Step 1: Red all dates and put them into a list dd/mm/yyyy
date_list = [[1,2,1991],[2,1,1991],[3,4,1992],[5,6,1993],[4,5,1992],[8,5,1993]]
For better visualization, I will rearrange them like so:
1 / 2 / 1991
2 / 1 / 1991
3 / 4 / 1992
5 / 6 / 1993
4 / 5 / 1992
8 / 5 / 1993
Step 2: Sort the entire list by year (col 2)
1 / 2 / 1991
2 / 1 / 1991
3 / 4 / 1992
4 / 5 / 1992
5 / 6 / 1993
8 / 5 / 1993
Step 3: For each unique year, sort that sublist by the column near it (col 1)
2 / 1 / 1991
1 / 2 / 1991
3 / 4 / 1992
4 / 5 / 1992
8 / 5 / 1993
5 / 6 / 1993
Step 4: Do the same for the sublist of each unique month of that year (col 0)
1 / 1 / 1991
2 / 2 / 1991
3 / 4 / 1992
4 / 5 / 1992
8 / 5 / 1993
5 / 6 / 1993
And that should be it. I've used the following functions to try and it:
#Sorts the sublist date_list[position..position+length] by the col
def insertion(date_list, position, length, col):
for i in range (position + 1, pozition + lenght - 1):
aux = date_list[i]
j = i - 1
while j >= 0 and aux[col] < date_list[j][col]:
date_list[j+1] = date_list[j]
j -= 1
date_list[j+1] = aux
return date_list
def sortDateList(date_list, position, lenght, col):
# Nothing to do here
if col < 0:
return date_list
# If it's the first sort, sort everything
if col == 2:
date_list = insertion(date_list, 0, len(date_list), 2)

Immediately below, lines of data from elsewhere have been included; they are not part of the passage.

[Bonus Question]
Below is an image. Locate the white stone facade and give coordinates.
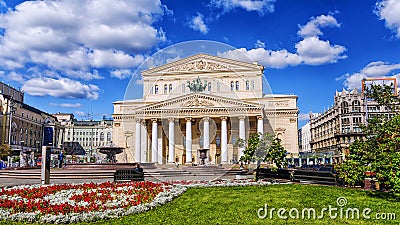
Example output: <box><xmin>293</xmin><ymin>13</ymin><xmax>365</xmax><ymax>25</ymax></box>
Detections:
<box><xmin>113</xmin><ymin>54</ymin><xmax>298</xmax><ymax>164</ymax></box>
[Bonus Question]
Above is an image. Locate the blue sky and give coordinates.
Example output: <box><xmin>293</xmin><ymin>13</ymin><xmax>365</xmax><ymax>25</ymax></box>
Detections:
<box><xmin>0</xmin><ymin>0</ymin><xmax>400</xmax><ymax>124</ymax></box>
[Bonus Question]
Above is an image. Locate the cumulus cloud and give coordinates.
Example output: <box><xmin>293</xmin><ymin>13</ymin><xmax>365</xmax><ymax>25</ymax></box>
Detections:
<box><xmin>0</xmin><ymin>71</ymin><xmax>25</xmax><ymax>84</ymax></box>
<box><xmin>337</xmin><ymin>61</ymin><xmax>400</xmax><ymax>90</ymax></box>
<box><xmin>75</xmin><ymin>111</ymin><xmax>85</xmax><ymax>117</ymax></box>
<box><xmin>296</xmin><ymin>37</ymin><xmax>347</xmax><ymax>65</ymax></box>
<box><xmin>0</xmin><ymin>0</ymin><xmax>167</xmax><ymax>86</ymax></box>
<box><xmin>375</xmin><ymin>0</ymin><xmax>400</xmax><ymax>38</ymax></box>
<box><xmin>210</xmin><ymin>0</ymin><xmax>276</xmax><ymax>15</ymax></box>
<box><xmin>219</xmin><ymin>15</ymin><xmax>347</xmax><ymax>68</ymax></box>
<box><xmin>110</xmin><ymin>69</ymin><xmax>133</xmax><ymax>80</ymax></box>
<box><xmin>22</xmin><ymin>77</ymin><xmax>100</xmax><ymax>100</ymax></box>
<box><xmin>189</xmin><ymin>13</ymin><xmax>208</xmax><ymax>34</ymax></box>
<box><xmin>49</xmin><ymin>102</ymin><xmax>82</xmax><ymax>108</ymax></box>
<box><xmin>255</xmin><ymin>40</ymin><xmax>265</xmax><ymax>48</ymax></box>
<box><xmin>219</xmin><ymin>48</ymin><xmax>302</xmax><ymax>68</ymax></box>
<box><xmin>297</xmin><ymin>15</ymin><xmax>340</xmax><ymax>37</ymax></box>
<box><xmin>298</xmin><ymin>113</ymin><xmax>310</xmax><ymax>121</ymax></box>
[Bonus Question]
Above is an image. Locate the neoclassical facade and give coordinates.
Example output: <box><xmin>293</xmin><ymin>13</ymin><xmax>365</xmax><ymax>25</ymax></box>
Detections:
<box><xmin>113</xmin><ymin>54</ymin><xmax>298</xmax><ymax>164</ymax></box>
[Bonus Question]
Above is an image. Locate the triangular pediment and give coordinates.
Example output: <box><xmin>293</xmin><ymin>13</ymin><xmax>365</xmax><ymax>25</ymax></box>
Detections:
<box><xmin>136</xmin><ymin>93</ymin><xmax>263</xmax><ymax>112</ymax></box>
<box><xmin>142</xmin><ymin>54</ymin><xmax>263</xmax><ymax>76</ymax></box>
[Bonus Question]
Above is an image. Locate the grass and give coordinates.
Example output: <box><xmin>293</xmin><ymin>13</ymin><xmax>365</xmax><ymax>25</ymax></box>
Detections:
<box><xmin>0</xmin><ymin>184</ymin><xmax>400</xmax><ymax>225</ymax></box>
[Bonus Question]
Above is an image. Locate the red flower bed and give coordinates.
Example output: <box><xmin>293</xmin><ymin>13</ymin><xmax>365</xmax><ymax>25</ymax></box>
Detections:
<box><xmin>0</xmin><ymin>182</ymin><xmax>163</xmax><ymax>215</ymax></box>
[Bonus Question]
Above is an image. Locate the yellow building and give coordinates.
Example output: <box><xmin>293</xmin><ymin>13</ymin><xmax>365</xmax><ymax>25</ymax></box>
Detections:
<box><xmin>113</xmin><ymin>54</ymin><xmax>298</xmax><ymax>164</ymax></box>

for i in range (position, position + length - 1):
# Divides the list into sublists based on the column
if date_list[i][col] == date_list[i][col]:
length += 1
else:
# Sorts the sublist, then sorts it after the previous column in it
date_list = insertion(date_list, position, length, col)
date_list = sortDateList(date_list, position, length, col - 1)
position += length
length = 1
date_list = insertion(date_list, position, length, col)
return date_list
I'm not sure exactly what the problem is here, I'm pretty sure it's something really basic that slipped my mind, and I can't keep track of recursion in my brain that well. It gives me some index out of bound errors and such.
For debug, I've printed out info as such:
col position position + length
date_list[position:position+length] before insertion()
date_list[position:position+length] after insertion()
Here is what the console gives me:
2 0 6
2 0 7
[[1, 2, 1991], [2, 1, 1991], [3, 4, 1992], [4, 5, 1992], [5, 6, 1993], [8, 5, 1993]]
[[1, 2, 1991], [2, 1, 1991], [3, 4, 1992], [4, 5, 1992], [5, 6, 1993], [8, 5, 1993]]
1 0 7
[[1, 2, 1991], [2, 1, 1991], [3, 4, 1992], [4, 5, 1992], [5, 6, 1993], [8, 5, 1993]]
[[2, 1, 1991], [1, 2, 1991], [3, 4, 1992], [4, 5, 1992], [8, 5, 1993], [5, 6, 1993]]
0 0 7
[[2, 1, 1991], [1, 2, 1991], [3, 4, 1992], [4, 5, 1992], [8, 5, 1993], [5, 6, 1993]]
[[1, 2, 1991], [2, 1, 1991], [3, 4, 1992], [4, 5, 1992], [5, 6, 1993], [8, 5, 1993]]
0 7 8
[]
[]
0 8 9
[]
[]
0 9 10
[]
[]
0 10 11
[]
[]
0 11 12
Any help is greatly appreciated!
Just write a simple sort algorithm and a compare function, such as this:
date_list = [[1,2,1991],[2,1,1991],[3,4,1992],[5,6,1993],[4,5,1992],[8,5,1993]]
# first compare years, if equal compare months, if equal compare days
def compare(date1,date2):
if date1[2] != date2[2]:
return date1[2]<date2[2]
if date1[1] != date2[1]:
return date1[1]<date2[1]
return date1[0] < date2[0]
for i in range(len(date_list)):
for j in range(i+1,len(date_list)):
if not compare(date_list[i],date_list[j]):
date_list[i],date_list[j] = date_list[j],date_list[i]
print date_list
The time complexity is O(n^2) but you can improve it by using a more efficient sort algorithm.
If you convert it to YYYYMMDD string format you can easily sort it. Try to sort string concatinated data instead of spiting it to 3 part.